Now I’ll begin to post material from the book proper. Here is the first section of Chapter I. I’m going to try to post stuff in bite-size pieces like this, rather than a whole chapter at a time. Of course, there will probably be an ongoing process of revision as well.

In this installment, we introduce the main objects that surgery theory is about – manifolds, especially (the reason for this will become apparent later) manifolds of *high dimension*, which typically means dimension at least five. Even as regards the definitions, though, there are important distinctions to be made. The most natural notion of a manifold is simply “a (nice) topological space locally homeomorphic to Euclidean space” – that is, a *topological* manifold.

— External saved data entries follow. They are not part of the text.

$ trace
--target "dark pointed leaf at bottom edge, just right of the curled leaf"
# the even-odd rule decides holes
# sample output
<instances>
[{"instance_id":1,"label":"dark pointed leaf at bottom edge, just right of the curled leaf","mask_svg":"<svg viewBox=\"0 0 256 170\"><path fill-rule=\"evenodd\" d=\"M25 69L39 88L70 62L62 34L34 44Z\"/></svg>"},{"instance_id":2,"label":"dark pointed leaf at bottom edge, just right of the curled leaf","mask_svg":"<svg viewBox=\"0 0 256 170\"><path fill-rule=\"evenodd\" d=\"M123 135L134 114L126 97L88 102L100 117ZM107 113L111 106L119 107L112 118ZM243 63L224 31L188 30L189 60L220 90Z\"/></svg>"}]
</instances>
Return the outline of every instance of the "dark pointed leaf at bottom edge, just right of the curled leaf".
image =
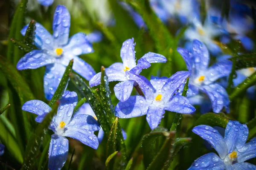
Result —
<instances>
[{"instance_id":1,"label":"dark pointed leaf at bottom edge, just right of the curled leaf","mask_svg":"<svg viewBox=\"0 0 256 170\"><path fill-rule=\"evenodd\" d=\"M163 143L160 151L154 157L153 161L149 164L147 170L161 169L164 166L165 162L170 159L169 154L172 152L173 149L174 136L175 132L171 131L168 138Z\"/></svg>"}]
</instances>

Historically, however, manifolds arose in connection with problems in differential geometry and analysis and thus possessed not just a topological but a *smooth* structure (i.e., it makes sense to talk about infinitely differentiable functions on such a manifold, not just about continuous ones.) One might naturally suppose that a topological manifold can always be “smoothed out”, just as a continuous function can always be approximated by a differentiable one. However, this is not the case. In fact, our story really gets its start in the middle fifties, when Milnor discovers that \( S^7 \) admits several *distinct* differentiable structures.

I am very interested to hear how accessible readers find this chapter. Could you follow the presentation/do the exercises? I should mention that I learned some of the ideas in Chapter 1 from some lecture notes of Tom Farrell, “Introduction to High-Dimensional Manifold Topology”, 2001.